The Team Behind This Achievement
Led by Dr. Hernan Gonorazky, the NMD4C curriculum development team has been working on this Royal College AFC application over the past two years. Thanks to Drs. Aaron Izenberg, Christen Shoesmith, Kristine Chapman, Theo Mobach, Patrick Frosk, Jocelyn Zwicker, Alberto Aleman, Steven Baker, and all of the directors of Canadian neuromuscular fellowship programs who each contributed their expertise to this application, and without whose hard work this achievement would not have been possible. The NMD4C curriculum development working group are pleased to celebrate this milestone and are excited to work with the neuromuscular clinical community and the Royal College of Physicians and Surgeons towards implementing the AFC in neuromuscular medicine.

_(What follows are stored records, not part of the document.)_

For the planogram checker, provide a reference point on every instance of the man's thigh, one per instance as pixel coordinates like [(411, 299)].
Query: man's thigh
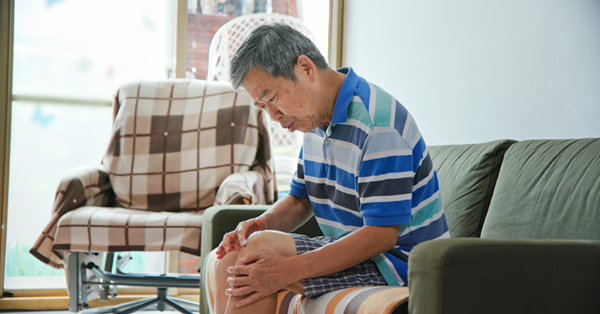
[(363, 274)]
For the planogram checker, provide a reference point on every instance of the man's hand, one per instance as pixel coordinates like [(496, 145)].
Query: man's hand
[(236, 239), (259, 275)]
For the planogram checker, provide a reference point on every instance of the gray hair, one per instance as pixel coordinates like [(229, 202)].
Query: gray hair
[(274, 48)]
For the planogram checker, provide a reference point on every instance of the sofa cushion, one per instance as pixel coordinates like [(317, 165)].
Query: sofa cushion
[(547, 189), (467, 175)]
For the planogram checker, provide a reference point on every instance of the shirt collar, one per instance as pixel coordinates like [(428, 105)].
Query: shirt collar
[(340, 111)]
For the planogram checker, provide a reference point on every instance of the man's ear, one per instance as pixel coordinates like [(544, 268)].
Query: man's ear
[(306, 67)]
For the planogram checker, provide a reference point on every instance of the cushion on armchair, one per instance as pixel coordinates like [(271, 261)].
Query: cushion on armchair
[(175, 141)]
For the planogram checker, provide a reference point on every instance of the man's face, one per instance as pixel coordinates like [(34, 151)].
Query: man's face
[(290, 103)]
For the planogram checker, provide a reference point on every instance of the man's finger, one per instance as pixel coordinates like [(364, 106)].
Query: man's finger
[(239, 291), (241, 233), (238, 281), (250, 258), (237, 270), (249, 300)]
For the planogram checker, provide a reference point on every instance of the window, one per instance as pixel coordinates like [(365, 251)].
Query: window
[(70, 56)]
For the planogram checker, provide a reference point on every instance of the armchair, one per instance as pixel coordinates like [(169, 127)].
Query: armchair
[(178, 147)]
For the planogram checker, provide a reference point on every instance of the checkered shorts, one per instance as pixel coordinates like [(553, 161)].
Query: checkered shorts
[(363, 274)]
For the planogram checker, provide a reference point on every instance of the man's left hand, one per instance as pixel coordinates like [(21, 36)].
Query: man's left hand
[(260, 274)]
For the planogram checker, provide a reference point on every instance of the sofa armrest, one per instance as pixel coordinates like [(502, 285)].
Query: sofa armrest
[(466, 275)]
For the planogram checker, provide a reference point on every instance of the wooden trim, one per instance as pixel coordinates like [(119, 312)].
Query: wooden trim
[(337, 33), (180, 38), (7, 11)]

How to Achieve the Accreditation
The AFC in neuromuscular medicine has only recently been approved and has not yet been implemented by the Royal College. Once it is available, there are two pathways to achieve AFC credential and designation: the in-training route, through fellowships at medical schools with accredited AFC training programs, and the practice eligibility route (PER-AFC), for clinicians who have gained competence through their own practice. The PER-AFC is an application-based approval process.